Many survivors of abusive families find the holidays very difficult because of all the posts, articles, photos, etc. about people enjoying their wonderful loving families. The support groups are filled with struggle, pain, and heartbreak during this season. I used to really struggle during the holidays but not so much anymore. I still feel an occasional stab of grief/loss for the loving family that we don’t have but mostly I accept what is instead of longing for what isn’t. It’s not like our families have really ever been there for us through the years anyway. Instead, we have grown to deeply value spending a quiet, peaceable day with each other. We very much enjoy the lack of tension, discomfort, and the hectic busyness. We had a wonderful Thanksgiving day. The day included EJ chatting with his friend on the phone and me chatting with mine. We consider these loving friends to be our “adopted” families.

JJ didn’t have to work on Thursday or Friday. He’s back at work today working a 12-hour shift at the mall. EJ also had Thursday and Friday off from work. He doesn’t have to return to work until Monday.

The beautiful bay

We never, ever participate in the madness of Black Friday shopping. There is nothing we ever want badly enough to motivate us to get up in the middle of the night to battle the hordes of nasty shoppers that fill the stores after Thanksgiving. However, we did go to a few stores later in the day after all the crowds of people were gone. EJ needed to stop at the auto parts store and there were good sales at TSC where I bought poultry feed, suet cakes, wild bird seed, and canned cat food.
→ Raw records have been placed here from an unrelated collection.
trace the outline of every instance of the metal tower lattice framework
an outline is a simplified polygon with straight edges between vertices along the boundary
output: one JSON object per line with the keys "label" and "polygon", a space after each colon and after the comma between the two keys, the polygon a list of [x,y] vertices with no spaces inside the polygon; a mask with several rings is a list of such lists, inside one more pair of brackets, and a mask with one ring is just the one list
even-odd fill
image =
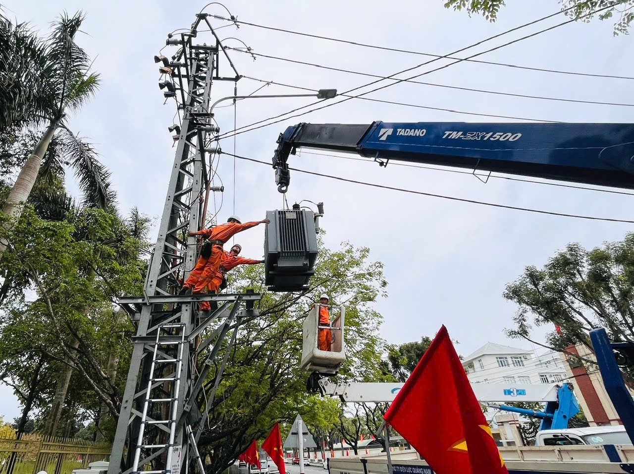
{"label": "metal tower lattice framework", "polygon": [[[190,425],[207,419],[207,407],[202,410],[199,396],[211,365],[208,362],[217,356],[223,339],[232,329],[231,343],[235,341],[242,317],[257,315],[253,307],[254,301],[259,299],[257,294],[178,294],[179,280],[186,278],[196,262],[196,239],[188,237],[187,232],[200,228],[204,218],[202,197],[205,187],[209,189],[210,174],[205,154],[217,152],[209,145],[212,135],[218,131],[209,112],[212,82],[240,78],[207,16],[205,13],[197,15],[190,32],[181,34],[179,39],[170,37],[167,45],[179,46],[180,49],[169,65],[166,58],[162,60],[162,72],[174,80],[172,84],[181,100],[179,108],[183,117],[143,295],[120,300],[136,326],[136,335],[108,474],[129,474],[133,468],[147,473],[171,472],[174,461],[168,465],[168,460],[172,454],[184,443],[186,448],[188,439],[200,437],[200,429],[195,427],[192,431]],[[214,36],[215,45],[193,43],[202,21]],[[219,76],[221,55],[235,76]],[[210,316],[201,317],[195,313],[195,303],[202,301],[219,301],[219,307]],[[241,308],[244,303],[246,307]],[[210,334],[205,332],[213,326],[216,329]],[[177,345],[177,345],[171,345],[170,341],[176,338],[176,334],[171,334],[171,328],[178,328],[179,339],[184,334],[185,342]],[[205,369],[197,380],[195,361],[204,356]],[[177,360],[182,363],[169,363]],[[179,374],[174,373],[175,367],[180,367]],[[217,375],[214,390],[221,376],[222,370]],[[188,451],[185,459],[195,455],[195,451]]]}

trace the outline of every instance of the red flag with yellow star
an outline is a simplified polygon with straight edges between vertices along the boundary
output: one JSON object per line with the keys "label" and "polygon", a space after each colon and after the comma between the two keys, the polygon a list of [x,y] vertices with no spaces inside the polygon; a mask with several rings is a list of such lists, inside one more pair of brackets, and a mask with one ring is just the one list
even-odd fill
{"label": "red flag with yellow star", "polygon": [[281,447],[281,435],[280,434],[280,425],[275,423],[271,433],[262,444],[262,449],[266,451],[271,459],[280,470],[280,474],[286,474],[284,465],[284,451]]}
{"label": "red flag with yellow star", "polygon": [[444,326],[384,418],[436,474],[508,474]]}
{"label": "red flag with yellow star", "polygon": [[258,469],[262,469],[260,466],[260,455],[257,452],[257,444],[256,442],[256,440],[251,442],[249,447],[240,455],[238,459],[243,459],[247,464],[255,464],[257,466]]}

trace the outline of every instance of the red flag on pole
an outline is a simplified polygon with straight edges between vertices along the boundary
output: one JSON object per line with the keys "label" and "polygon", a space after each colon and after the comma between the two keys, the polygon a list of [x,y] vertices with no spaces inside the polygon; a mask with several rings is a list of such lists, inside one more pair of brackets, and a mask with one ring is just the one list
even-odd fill
{"label": "red flag on pole", "polygon": [[[260,455],[257,452],[257,444],[256,442],[256,440],[251,442],[249,447],[238,457],[238,459],[240,461],[244,461],[247,464],[255,464],[257,466],[258,469],[262,469],[260,466]],[[280,471],[280,474],[281,473]]]}
{"label": "red flag on pole", "polygon": [[384,418],[436,474],[508,474],[444,326]]}
{"label": "red flag on pole", "polygon": [[281,446],[281,435],[280,434],[280,425],[275,423],[273,429],[262,444],[262,449],[266,451],[273,463],[280,470],[280,474],[286,474],[284,465],[284,451]]}

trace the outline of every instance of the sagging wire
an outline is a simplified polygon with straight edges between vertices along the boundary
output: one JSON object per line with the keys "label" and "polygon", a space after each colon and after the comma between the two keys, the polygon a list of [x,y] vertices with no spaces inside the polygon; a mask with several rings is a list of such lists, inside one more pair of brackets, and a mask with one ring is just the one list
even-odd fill
{"label": "sagging wire", "polygon": [[[231,155],[231,154],[230,153],[228,153],[227,152],[221,152],[223,153],[223,154],[225,154],[225,155]],[[269,162],[267,162],[266,161],[262,161],[261,160],[257,160],[257,159],[255,159],[254,158],[249,158],[247,157],[240,156],[240,155],[237,156],[236,157],[237,158],[240,158],[240,159],[247,160],[248,161],[252,161],[252,162],[256,162],[256,163],[260,163],[261,164],[264,164],[264,165],[266,165],[268,166],[271,166],[271,164],[269,163]],[[417,194],[418,195],[424,195],[424,196],[427,196],[427,197],[437,197],[437,198],[440,198],[440,199],[447,199],[447,200],[449,200],[449,201],[458,201],[458,202],[467,202],[467,203],[472,204],[479,204],[481,206],[489,206],[489,207],[499,207],[499,208],[501,208],[501,209],[510,209],[510,210],[513,210],[513,211],[526,211],[526,212],[535,213],[537,213],[537,214],[547,214],[547,215],[550,215],[550,216],[559,216],[559,217],[571,217],[571,218],[578,218],[578,219],[587,219],[588,220],[605,221],[606,222],[619,222],[619,223],[628,223],[628,224],[634,224],[634,220],[626,220],[626,219],[613,219],[613,218],[611,218],[596,217],[596,216],[586,216],[586,215],[581,215],[581,214],[569,214],[569,213],[557,213],[557,212],[553,212],[553,211],[544,211],[544,210],[542,210],[542,209],[533,209],[533,208],[530,208],[530,207],[521,207],[515,206],[509,206],[509,205],[507,205],[507,204],[498,204],[498,203],[495,203],[495,202],[486,202],[486,201],[476,201],[476,200],[474,200],[474,199],[464,199],[464,198],[462,198],[462,197],[456,197],[455,196],[448,196],[448,195],[441,195],[441,194],[433,194],[433,193],[425,192],[423,192],[423,191],[417,191],[417,190],[411,190],[411,189],[404,189],[404,188],[398,188],[398,187],[392,187],[392,186],[387,186],[385,185],[381,185],[381,184],[378,184],[378,183],[368,183],[368,182],[366,182],[366,181],[359,181],[358,180],[352,180],[352,179],[349,179],[349,178],[342,178],[341,176],[333,176],[333,175],[332,175],[332,174],[325,174],[324,173],[317,173],[317,172],[315,172],[315,171],[309,171],[306,170],[306,169],[299,169],[298,168],[290,168],[289,167],[288,169],[290,169],[290,170],[294,171],[297,171],[298,173],[305,173],[305,174],[312,174],[313,176],[320,176],[321,178],[330,178],[330,179],[332,179],[332,180],[336,180],[337,181],[344,181],[344,182],[346,182],[346,183],[353,183],[353,184],[363,185],[365,185],[365,186],[370,186],[370,187],[372,187],[378,188],[380,188],[380,189],[386,189],[386,190],[392,190],[392,191],[399,191],[399,192],[406,192],[406,193],[409,193],[409,194]]]}

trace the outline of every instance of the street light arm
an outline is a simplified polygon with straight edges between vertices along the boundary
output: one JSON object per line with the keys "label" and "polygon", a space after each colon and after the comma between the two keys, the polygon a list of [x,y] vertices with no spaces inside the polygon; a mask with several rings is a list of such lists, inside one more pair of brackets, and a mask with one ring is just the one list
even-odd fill
{"label": "street light arm", "polygon": [[261,95],[230,95],[218,99],[209,109],[209,114],[213,115],[214,107],[225,100],[237,99],[262,99],[282,98],[284,97],[316,97],[318,99],[332,99],[337,95],[336,89],[320,89],[315,94],[264,94]]}

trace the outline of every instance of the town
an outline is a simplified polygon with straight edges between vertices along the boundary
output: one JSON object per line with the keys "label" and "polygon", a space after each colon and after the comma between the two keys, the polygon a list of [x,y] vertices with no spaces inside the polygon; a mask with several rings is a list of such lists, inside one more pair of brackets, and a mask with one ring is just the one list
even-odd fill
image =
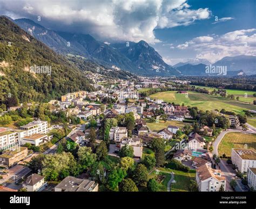
{"label": "town", "polygon": [[[176,78],[88,77],[95,91],[0,106],[1,191],[256,188],[255,110],[185,104],[196,96],[231,101],[223,88]],[[226,146],[230,138],[241,145]]]}

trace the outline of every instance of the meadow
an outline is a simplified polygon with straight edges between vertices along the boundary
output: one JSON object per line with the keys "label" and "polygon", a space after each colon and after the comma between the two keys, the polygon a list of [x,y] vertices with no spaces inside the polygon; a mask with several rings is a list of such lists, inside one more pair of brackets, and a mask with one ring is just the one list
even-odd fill
{"label": "meadow", "polygon": [[215,109],[220,111],[225,109],[236,113],[244,114],[243,110],[256,110],[255,105],[252,104],[199,92],[187,92],[188,94],[186,95],[178,93],[176,91],[169,91],[152,95],[150,97],[180,105],[184,103],[186,106],[197,106],[199,110],[204,111]]}
{"label": "meadow", "polygon": [[232,148],[252,149],[256,150],[256,134],[240,132],[226,133],[218,147],[219,156],[225,153],[231,156]]}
I always love our drives–even just to the stores. We drove by the bay yesterday and it was a beautiful green color. The color and look of the bay changes from day to day–or even from moment to moment.

Unbaked turkey pies.

I love to make homemade pot pies with leftover Thanksgiving turkey so on Friday afternoon I made the filling for pies. I didn’t make the pie dough until this morning. I ended up making two pot pies. I made a turkey design in the center with a cookie cutter. I baked one pie for lunch and put the other in the chest freezer for another day. I didn’t have enough pie dough for another pie so I made some little cupcake-sized pies instead with the remaining dough. I found it difficult to put a top crust on, so I just cut little stars with a cookie cutter and put them on the filling. The cupcake pies turned out quite well. I still have a lot of leftover turkey so I might make more pies to freeze tomorrow. It’s nice to be able to just get out a frozen pie to bake when I need a quick meal.

EJ and I also cleaned the house this morning. We wanted it to look nice for our guests. EJ met a guy on FB a while back, and they had so much in common that they went fishing together last summer. The guy and his wife came to visit today. They are very nice people and we really enjoyed visiting with them. I hope there are more visits in the future.